Yesterday, Kathryn Barger handily outpaced seven contenders in the race to replace Michael Antonovich on the Los Angeles County Board of Supervisors.
With 100 percent of precincts reporting Wednesday morning, Barger garnered nearly 30 percent of the vote in Los Angeles County’s fifth district, nearly twice that of her closest competitor. Barger and a rival, likely Democrat Darrell Park, will face off in a November election to represent the fifth district for the powerful governing body that oversees Los Angeles County’s child-welfare and juvenile-justice systems.
As the largest supervisorial district, the fifth district encompasses the Santa Clarita and Antelope valleys and parts of the San Gabriel and San Fernando valleys.
Barger has worked for current Supervisor Antonovich for 28 years, starting off as a deputy handling children’s issues before rising to become his longtime chief deputy.

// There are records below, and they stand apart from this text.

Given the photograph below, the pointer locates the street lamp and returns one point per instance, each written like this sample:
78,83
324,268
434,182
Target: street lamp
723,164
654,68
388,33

At a candidates forum for the supervisorial seat last month hosted by The Imprint’s parent organization, Fostering Media Connections, Barger unveiled several ideas about how she would help direct the nation’s largest child-welfare system.
At the event, Barger extolled the virtues of the role of the philanthropic and private-sector approaches to child welfare.
According to Barger, faith-based nonprofit organizations should be important players in child maltreatment prevention.
“The county cannot and quite frankly should not do this alone,” she said. “It’s going to take the community. It’s going to take organizations throughout the entire county to make a difference.
“Why should it take a child coming to the system for us to do what we need to do to help families?”
The county should also rely more heavily on the nonprofits when it comes to foster-parent recruitment in her mind. Potential foster parents who go through the county system are faced with bureaucracy and other difficulties that may be dissuading them from becoming foster parents.
“I’ve gone to the foster-parent recruitment [events] that the county does where they bring in families, and it’s not effective,” Barger said. “It’s a waste of resources.”
As the state attempts to severely decrease the number of children placed in group homes, Barger said the county must improve the way it places children with families.
“It’s important that we look at quality placements so we’re not placing a child once, twice, three times, five times, eight times,” Barger said. “We gotta make it stick the first time.”
At the forum, Barger expressed her interest in emerging ideas in the child welfare field like predictive analytics, which embraces the use of big data to identity and prevent child maltreatment.
She said she “absolutely” supports predictive analytics, citing its potential to better deal with issues like youth homelessness.
“When you look at what’s going on with the transition [-age] youth, if we had had that in place years ago, we could have decreased the homeless population as it relates to foster children that were in the streets,” Barger said.
Crossover youth is another issue that Barger remains concerned about, though she is encouraged by the Probation Department’s efforts to decrease the number of children in its system. Crossover youth are young people that are in contact with both the child welfare and juvenile justice systems.
For children currently in the child welfare system, Barger believes that mental health resources are vital to preventing them from landing up at one of the county’s 13 camps or three juvenile halls.
“If you look at the trend and the number of kids in our probation camps that came out of our foster care system, given the change taking place right now in our foster care system, we have opportunities to provide resources such as mental health—whether it’s for the family or just for the child itself—to prevent them from making that crossover,” she said.
Because she did not receive a majority of votes cast in yesterday’s contest, Barger will face opposition in the November 8 run-off election.
According to a tweet from Los Angeles County Registrar Dean Logan, remaining ballots—such as provisional and mail ballots—will be tallied later today to determine Barger’s opponent for the November election.
According to the most recent results, entrepreneur Park leads State Senator Bob Huff by 417 votes.